SOME BENEFICIARIES: SUSTAINABILITY EFFORTS
Rail has been a structural beneficiary of this change. SNCF is profitable with fares up a moderate +2.8 per cent in the first half of 2025.
Sustainability is becoming a structural priority: companies are now integrating green mobility into their travel policies, favouring train and less polluting options, and favouring suppliers engaged in responsible practices.
More broadly, travel policies are being reconfigured.
CSR, better grouped trips and train/plane trade-offs are taking on increasing weight compared to cost.
The share of business tourism in French hotels fell by 15.4 points between 2019 and 2024, reflecting a lasting upheaval in practices, while flexibility and personalisation are progressing with accommodation increasingly adapted to long stays and teleworking.
TMCS IN FOCUS
Looking at TMCs in particular, the merger of Amex GBT and CWT has caused major ripples in France. Amex GBT now combines the activity of Egencia (acquired in 2021) and CWT's historical network, creating a "major imbalance" compared to local TMCs according to the trade press.

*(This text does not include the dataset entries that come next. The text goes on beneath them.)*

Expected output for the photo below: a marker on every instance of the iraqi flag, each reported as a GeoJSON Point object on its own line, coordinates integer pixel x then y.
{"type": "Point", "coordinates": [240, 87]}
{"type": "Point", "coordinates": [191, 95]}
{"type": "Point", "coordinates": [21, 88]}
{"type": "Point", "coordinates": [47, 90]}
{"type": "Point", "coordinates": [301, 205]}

The merger means fewer options for multinational corporations and gives the merged TMC enormous buying power with suppliers in the market.
Players such as BCD Travel, FCM and Perk are clearly targeting dissatisfied CWT customers.
In summary, a number of key factors stand out in the France business travel sector.
- Companies are traveling again, but more selectively
- The negotiating power of corporate buyers remains under pressure, with Air France prioritising yield, NDC distribution and upgrading their product
- Corporate travel budgets have been maintained or even increased, particularly on long-haul and premium segments, despite inflation and geopolitical tensions
Looking ahead, the French business travel market is expected to reach €31.6 billion in 2026 (+2.2 per cent), according to EPSA, with 45 per cent of companies planning to increase their travel budgets despite inflation and international tensions.